To say that HR teams are busy in the COVID-19 era would be an understatement. Now, more than ever, they are central to how companies are redesigning their people practices to build resilience and drive value.

The COVID-19 crisis is accelerating pre-existing trends in key areas of talent management that form part of any progressive organisation’s people strategy: attracting and retaining the best talent, people development, managing and rewarding performance, tailoring the employee experience, and optimising workforce planning to build future capacity.

All of these are vital elements of the HR playbook in helping companies navigate new ways of working as employees gradually return to the workplace in the post-lockdown era.

For example, take learning and development; many of our clients are now faced with a choice between controlling cost pressures in a downturn with the need to deliver training to help workers adapt to a changing operating environment.

HR leaders must see this as an opportunity and help shape a new agenda for learning and development, enabling their organisations to learn and grow through cost-effective training solutions. Examples of such an approach includes:

Broad-based digital training in critical skillsets: Many organisations are expanding remote training to address challenges, such as effective leadership of remote teams (a new skill set for most managers) and building personal resilience in difficult circumstances.

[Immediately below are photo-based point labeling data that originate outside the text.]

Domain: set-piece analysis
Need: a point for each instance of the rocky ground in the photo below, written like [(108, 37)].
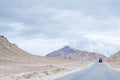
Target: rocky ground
[(38, 71)]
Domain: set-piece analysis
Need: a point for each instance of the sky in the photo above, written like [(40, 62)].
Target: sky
[(42, 26)]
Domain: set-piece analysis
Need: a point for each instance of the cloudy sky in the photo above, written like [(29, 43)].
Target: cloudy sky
[(42, 26)]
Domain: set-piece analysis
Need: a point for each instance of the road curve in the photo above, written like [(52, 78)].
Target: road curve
[(98, 71)]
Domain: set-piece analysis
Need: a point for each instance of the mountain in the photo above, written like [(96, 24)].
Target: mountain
[(69, 53), (63, 50), (115, 57), (11, 52)]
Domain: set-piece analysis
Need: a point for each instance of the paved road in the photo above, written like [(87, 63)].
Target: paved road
[(98, 71)]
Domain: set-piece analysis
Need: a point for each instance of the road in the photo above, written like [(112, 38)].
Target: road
[(98, 71)]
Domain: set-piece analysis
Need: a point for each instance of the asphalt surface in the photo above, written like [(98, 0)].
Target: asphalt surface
[(98, 71)]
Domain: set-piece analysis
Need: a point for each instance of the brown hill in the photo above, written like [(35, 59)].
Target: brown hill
[(69, 53)]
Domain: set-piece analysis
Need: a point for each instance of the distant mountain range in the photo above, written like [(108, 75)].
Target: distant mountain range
[(72, 54)]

Our team have been busy creating online COVID-19-related content on remote working, leadership, and wellbeing – capabilities that matter now more than ever before.

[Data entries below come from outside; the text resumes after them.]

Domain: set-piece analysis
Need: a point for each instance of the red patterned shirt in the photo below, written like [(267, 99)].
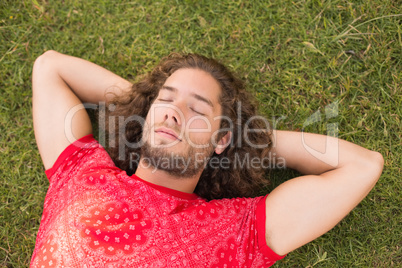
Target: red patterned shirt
[(95, 215)]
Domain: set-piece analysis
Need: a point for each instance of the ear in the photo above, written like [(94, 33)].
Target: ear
[(223, 142)]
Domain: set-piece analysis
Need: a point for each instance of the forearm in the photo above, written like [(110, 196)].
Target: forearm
[(89, 82), (316, 154)]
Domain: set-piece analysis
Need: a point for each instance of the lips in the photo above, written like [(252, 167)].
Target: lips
[(167, 133)]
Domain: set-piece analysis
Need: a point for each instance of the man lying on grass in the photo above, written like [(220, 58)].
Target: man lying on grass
[(171, 192)]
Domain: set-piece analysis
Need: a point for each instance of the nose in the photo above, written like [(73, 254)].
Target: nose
[(173, 115)]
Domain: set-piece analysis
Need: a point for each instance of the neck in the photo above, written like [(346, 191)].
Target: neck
[(162, 178)]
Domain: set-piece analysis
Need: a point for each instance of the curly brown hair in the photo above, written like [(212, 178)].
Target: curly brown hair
[(232, 180)]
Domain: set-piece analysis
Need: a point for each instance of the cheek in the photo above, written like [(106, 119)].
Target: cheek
[(201, 129)]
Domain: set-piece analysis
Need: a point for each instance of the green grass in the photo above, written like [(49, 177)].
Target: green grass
[(297, 56)]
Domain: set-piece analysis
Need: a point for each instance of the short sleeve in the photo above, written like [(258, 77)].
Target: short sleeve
[(261, 231), (77, 154)]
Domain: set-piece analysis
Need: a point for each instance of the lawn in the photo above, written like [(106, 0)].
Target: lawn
[(326, 66)]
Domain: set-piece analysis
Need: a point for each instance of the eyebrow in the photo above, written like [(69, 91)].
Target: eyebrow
[(194, 95)]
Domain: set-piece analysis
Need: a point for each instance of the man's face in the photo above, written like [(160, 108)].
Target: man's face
[(183, 122)]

Focused upskilling rooted in changing work: Such forms of upskilling are function and team specific and tied to different ways of working. For example, HR and learning and development teams moving from a largely in-person to virtual or hybrid delivery model will need to be upskilled in the practices that drive successful virtual training design and delivery.

The right approach can bolster employee performance—and help HR demonstrate significant value add.

Leadership development: An interesting corollary of the crisis has been that businesses have had to operate with much more agility in response to unprecedented challenges.

This has seen the slow pace of corporate bureaucracy replaced by clear goals, focused teams, and rapid decision-making. HR leaders have a key role to play in making sure that this change sticks.

Leadership development programmes can provide support for faster, more agile organisations. In particular, a company can identify the three to five shifts in leadership behaviour that would be required to keep them moving in a more focused way.

Leaders who are working on these skills can spend a small amount of their learning time in formal settings (in classroom, online, or with a coach) and the majority of it working on real project-based business problems (which the current health crisis has naturally provided).

The pandemic has forced businesses to adjust rapidly to survive. The HR function continues to have a central role in managing the radical shifts facing workforces during this time. It will be exciting to see how Northern Ireland’s HR leaders evolve their talent practices during the recovery—and beyond.